Trunk, boughs, annual branches and shoots usually consist of the following elements: core, wood, pulp (cambium) and the so-called. kory, including the bast and the cork layer. The core is located in the middle of the trunk and branches; it develops from an apical meristem. It is made of parenchyma, which here can act as a storage tissue. In older tree trunks, the core often dies, for example, in the trunk of a beech - after 40 years. The core is connected by primary core rays to the tissues of the primary cortex. During the secondary thickness increase, secondary core rays are produced. Core rays - depending on the needs - perform the functions of conducting water and assimilates, and accumulating spare substances. Rays, just like the core, they are made of living parenchyma cells.

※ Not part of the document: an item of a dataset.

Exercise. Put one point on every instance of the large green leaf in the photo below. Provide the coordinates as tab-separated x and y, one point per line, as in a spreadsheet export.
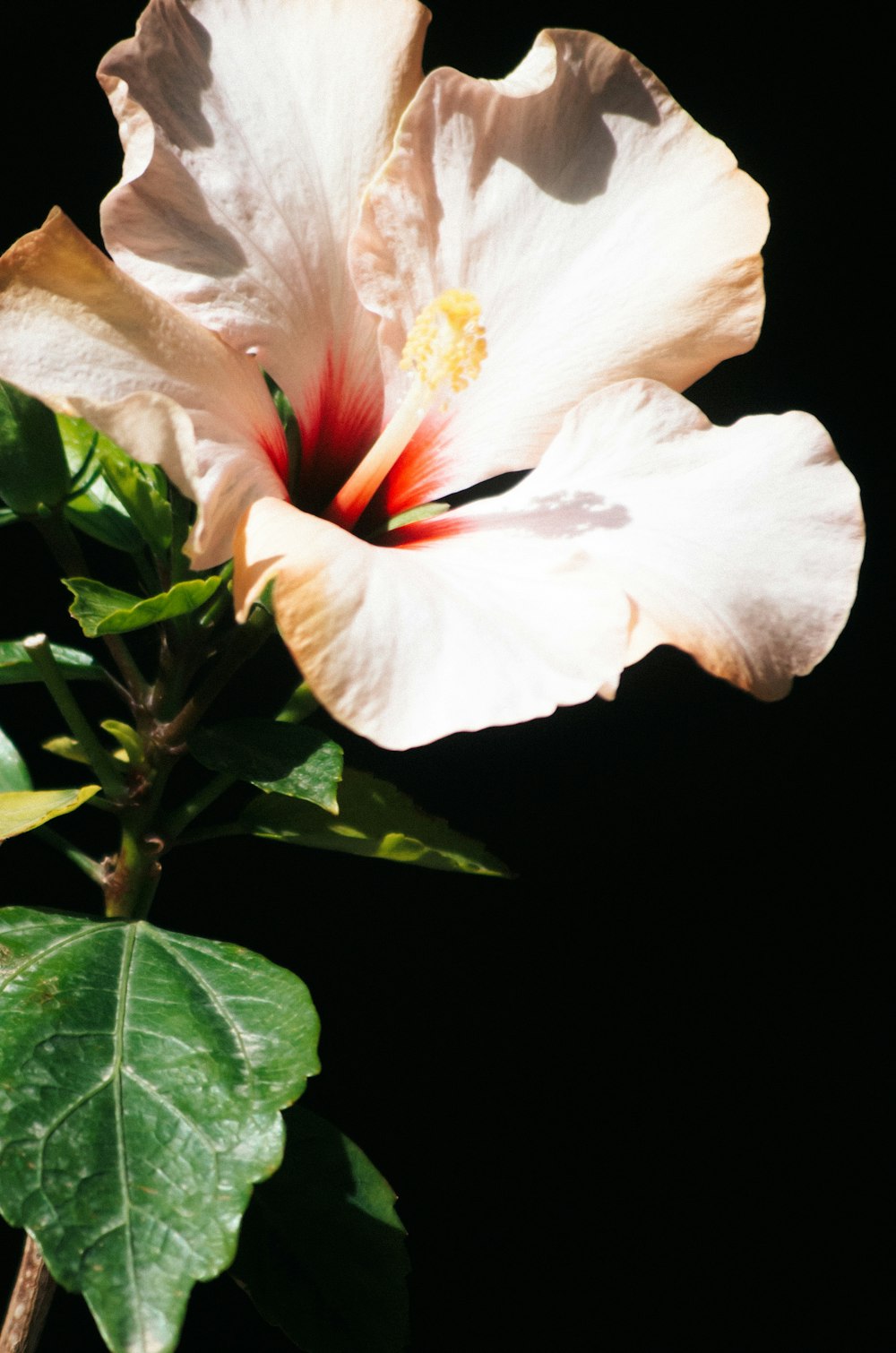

During the differentiation of tissues in the apex of growth, a pulp cell ring is formed (cambium). It is a meristem (creative tissue) lateral, ensuring secondary growth of the trunk in thickness. The pulp is made of thin-walled cells with a high plasma content. As a result of rapid cell division, two basic tissues of the trunk are formed: wood is formed from cells deposited in the centripetal direction (xylem), and deposited in a centrifugal phloem (phloem). The process of growth is repeated every year and this is how concentric rings of annual increments of both wood are formed, and a sip, the so-called annual rings. The dividing pulp deposits much more cells in the centripetal direction as wood, than in the centrifugal direction as a bast.

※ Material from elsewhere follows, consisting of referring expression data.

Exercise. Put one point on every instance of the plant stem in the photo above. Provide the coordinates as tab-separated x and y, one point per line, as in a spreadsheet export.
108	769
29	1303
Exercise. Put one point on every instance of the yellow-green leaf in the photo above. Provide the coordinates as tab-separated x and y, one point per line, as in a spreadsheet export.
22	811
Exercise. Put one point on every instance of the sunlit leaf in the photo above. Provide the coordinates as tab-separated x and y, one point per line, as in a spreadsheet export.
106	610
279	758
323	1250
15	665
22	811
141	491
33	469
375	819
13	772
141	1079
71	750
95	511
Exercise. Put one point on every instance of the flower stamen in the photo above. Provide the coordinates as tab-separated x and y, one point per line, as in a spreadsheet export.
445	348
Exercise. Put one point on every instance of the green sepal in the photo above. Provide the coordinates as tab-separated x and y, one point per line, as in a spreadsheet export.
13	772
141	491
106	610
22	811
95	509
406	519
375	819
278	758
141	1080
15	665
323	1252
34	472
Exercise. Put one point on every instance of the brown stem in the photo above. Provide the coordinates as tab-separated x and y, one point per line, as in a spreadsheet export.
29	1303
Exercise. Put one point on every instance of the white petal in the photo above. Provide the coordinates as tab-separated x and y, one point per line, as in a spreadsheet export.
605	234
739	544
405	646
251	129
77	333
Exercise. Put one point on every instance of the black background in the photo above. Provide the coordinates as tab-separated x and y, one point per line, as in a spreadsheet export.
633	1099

Diagram of the longitudinal and transverse section of an annual shoot of a woody dicotyledonous plant: 1 - peel (epidermis), 2 - cork, 3 - cork-making pulp (fellogen), 4 - primary cortex, 5 — łyko (phloem), 6 - cambium, 7 - wood (xylem), 8 - core radius, 9 - core.
Both cells set aside towards the wood, and sip they change and adapt to new functions. Because the cells produced by cambium at different times are distinctly different in size, and wood grain formation takes a relatively long time during the growing season, the structure of this jar is varied. Early wood is distinguished (spring) - about large cells, thin-walled and late wood (summer) - about smaller cells, thick-walled. Early wood cells, with high lights, enable intensive water conduction during this period (ascending current), whereas late wood performs mainly mechanical functions (increasing endurance) and contains about 50-60% (by volume) wood fibers. In wood, conductive elements are distinguished (trachealne), wood fibers (sclerenchymatic) and crumb (parenchymę), about storage functions and, partially conduction.

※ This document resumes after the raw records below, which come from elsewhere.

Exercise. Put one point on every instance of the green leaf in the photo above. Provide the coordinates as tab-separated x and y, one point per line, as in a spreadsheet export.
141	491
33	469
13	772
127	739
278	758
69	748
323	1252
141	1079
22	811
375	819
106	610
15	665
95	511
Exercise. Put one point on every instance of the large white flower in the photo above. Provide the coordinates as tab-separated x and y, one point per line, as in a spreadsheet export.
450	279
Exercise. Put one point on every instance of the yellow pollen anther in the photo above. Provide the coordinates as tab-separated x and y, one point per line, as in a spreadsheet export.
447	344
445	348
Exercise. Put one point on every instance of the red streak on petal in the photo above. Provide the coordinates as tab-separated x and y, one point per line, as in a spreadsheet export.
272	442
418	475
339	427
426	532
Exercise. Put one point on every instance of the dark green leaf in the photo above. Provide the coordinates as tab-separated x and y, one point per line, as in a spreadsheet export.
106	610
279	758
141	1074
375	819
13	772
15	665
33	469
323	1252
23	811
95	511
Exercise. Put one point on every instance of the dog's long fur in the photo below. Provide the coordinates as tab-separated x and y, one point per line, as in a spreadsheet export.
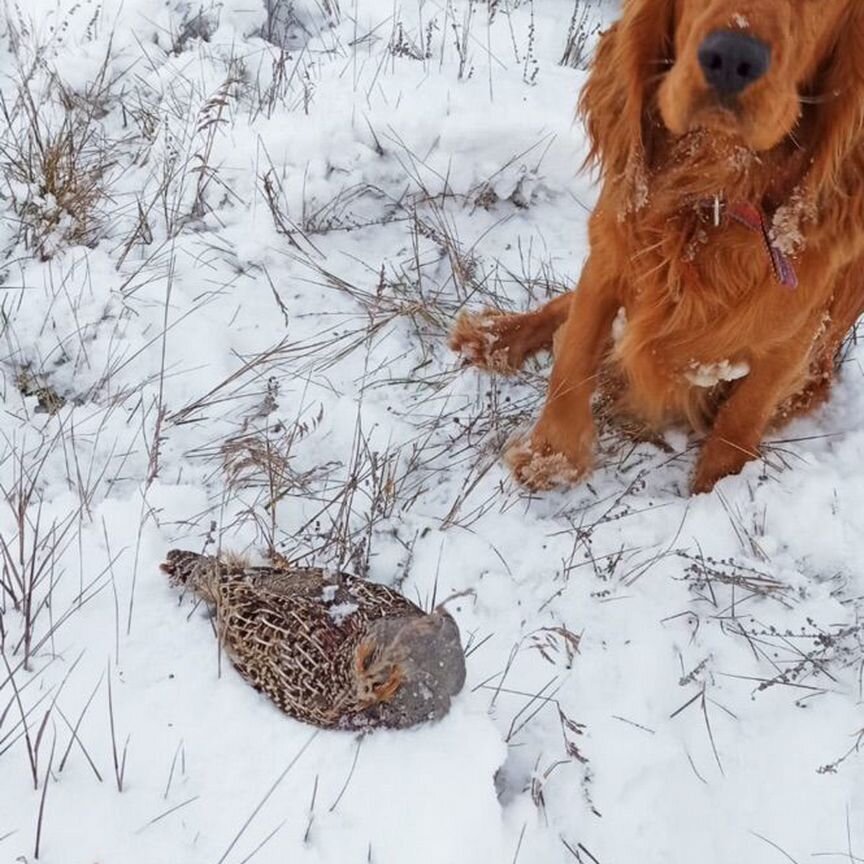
697	290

So the tasks of wood are as follows:
1) water conduction;
2) ensuring the mechanical strength of the trunk and roots ;
3) storage of nutrients.
There are two types of tracheal elements: coils and dishes. Coils are the more primitive element of wood, characteristic of conifers, although the wood of some deciduous trees also contains coils. They are elongated, woody, dead cells. Due to the presence of funnel-shaped pits in their common walls, water can penetrate into adjacent coils. The coils, apart from conducting water, act as reinforcing elements.
The coils have evolved into vessels and wood fibers. Dishes form long, continuous tubes made of connected members, the so-called. perforation plates, through which water penetrates. The dishes are characteristic of the wood of deciduous trees.
Among deciduous trees we can distinguish trees with vascular wood (clone, birch, buk, Poplar, lime and others) and trees with ring-vessel wood (oak, ash, elm and others). The wood of deciduous trees has much more pith tissue than softwood. This results in a much greater possibility of vegetative reproduction, regeneration and wound healing.